Different result on different machines for same input and random seed
Hi,
I am getting different results on different machines for the same inputs and random seed. Though the results on any single machines are consistent.
My questions are -
- What might be the possible reasons behind the same?
- What can be done to avoid it?
Thanks.
Within the library all sources of random behaviour are deferred to an instance of np.random.RandomState. This is used for random number generation when needed, but is also passed as a parameter to sklearn's GP. I don't know what else can be done, to be honest.
Thanks @fmfn for the quick reply. In that case, Can you please let me know whether you were previously aware of this issue or this is the first time you encountered this via this thread?
After np.random.RandomState was added everywhere I imagined this would not be a problem, but never really tested it, to be honest.

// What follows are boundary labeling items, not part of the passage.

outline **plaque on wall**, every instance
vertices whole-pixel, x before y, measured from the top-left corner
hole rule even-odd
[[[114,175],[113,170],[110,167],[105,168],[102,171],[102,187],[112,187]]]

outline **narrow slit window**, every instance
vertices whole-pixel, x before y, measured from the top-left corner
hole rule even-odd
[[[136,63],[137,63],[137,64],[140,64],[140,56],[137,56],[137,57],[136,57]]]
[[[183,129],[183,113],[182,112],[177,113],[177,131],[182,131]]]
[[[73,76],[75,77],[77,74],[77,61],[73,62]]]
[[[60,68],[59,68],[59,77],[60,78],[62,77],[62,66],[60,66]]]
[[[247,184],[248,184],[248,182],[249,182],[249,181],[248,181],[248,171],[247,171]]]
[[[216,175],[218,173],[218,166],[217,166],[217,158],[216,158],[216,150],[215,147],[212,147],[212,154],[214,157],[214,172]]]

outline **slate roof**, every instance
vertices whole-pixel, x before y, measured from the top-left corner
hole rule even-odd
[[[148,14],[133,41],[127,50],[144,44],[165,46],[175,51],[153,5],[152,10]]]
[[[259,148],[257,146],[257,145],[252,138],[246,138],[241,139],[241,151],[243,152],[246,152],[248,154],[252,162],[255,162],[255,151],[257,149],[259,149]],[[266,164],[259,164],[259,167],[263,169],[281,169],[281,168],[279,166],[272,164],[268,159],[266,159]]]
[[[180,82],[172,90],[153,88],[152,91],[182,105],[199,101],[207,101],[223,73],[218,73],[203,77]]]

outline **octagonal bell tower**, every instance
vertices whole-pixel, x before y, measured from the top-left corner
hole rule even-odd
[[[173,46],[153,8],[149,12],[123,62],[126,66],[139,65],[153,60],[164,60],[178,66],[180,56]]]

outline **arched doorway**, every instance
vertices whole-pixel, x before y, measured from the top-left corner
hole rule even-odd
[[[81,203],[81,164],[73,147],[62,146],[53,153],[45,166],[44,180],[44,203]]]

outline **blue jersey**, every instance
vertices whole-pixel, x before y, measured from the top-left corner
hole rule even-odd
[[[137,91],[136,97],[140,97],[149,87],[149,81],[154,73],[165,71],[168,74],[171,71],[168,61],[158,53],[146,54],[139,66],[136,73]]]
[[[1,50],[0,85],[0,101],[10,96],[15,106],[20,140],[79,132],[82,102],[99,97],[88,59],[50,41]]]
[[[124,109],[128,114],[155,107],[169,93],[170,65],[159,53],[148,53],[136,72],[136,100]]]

To my knowledge the package is setting a seed to all possible sources of randomness that allow for seed control. I suspect scipy.minimize might be the source of problem here, but, as I said, not sure.
Help with debugging this is more than appreciated. I won't have the opportunity to chase this bug down for a little while still.
Yes, I suspect the same. But I don't have time this weekend. I will give it a shot next weekend.
When you know the solution, please post it in the comments, thank you very much!
there is a same problem in skopt..... https://github.com/scikit-optimize/scikit-optimize/issues/682
@jiayeah9508 Hi, Do you mind sharing the processor information of your two machines on which you have tested the code that you posted in #682?
Specifically, I am interested in the output of the below command. I have a hunch which I need to confirm.
cat /proc/cpuinfo | grep "model name"
I used windows system so I can not cat... the first one is Intel(R) Core(TM) i7-4700MQ CPU @ 2.40GHz 2.40GHz and the second one is Intel(R) Core(TM)2 Duo CPU E7500 @2.93GHz 2.94GHz I wonder if it meets your requirements~
Yes, this is what I needed and this strengthened my hunch. Here is what I feel about the underlying problem.
The Root cause I believe is the underlying instructions set of the machine. Older machines which are configured to use SSE4.2 instruction set behave differently than the new ones using AVX. It is possible that numpy/scipy operate differently under these instructions set. I am not still 100% sure about this hunch since I do not have access to a SSE4.2 only machine.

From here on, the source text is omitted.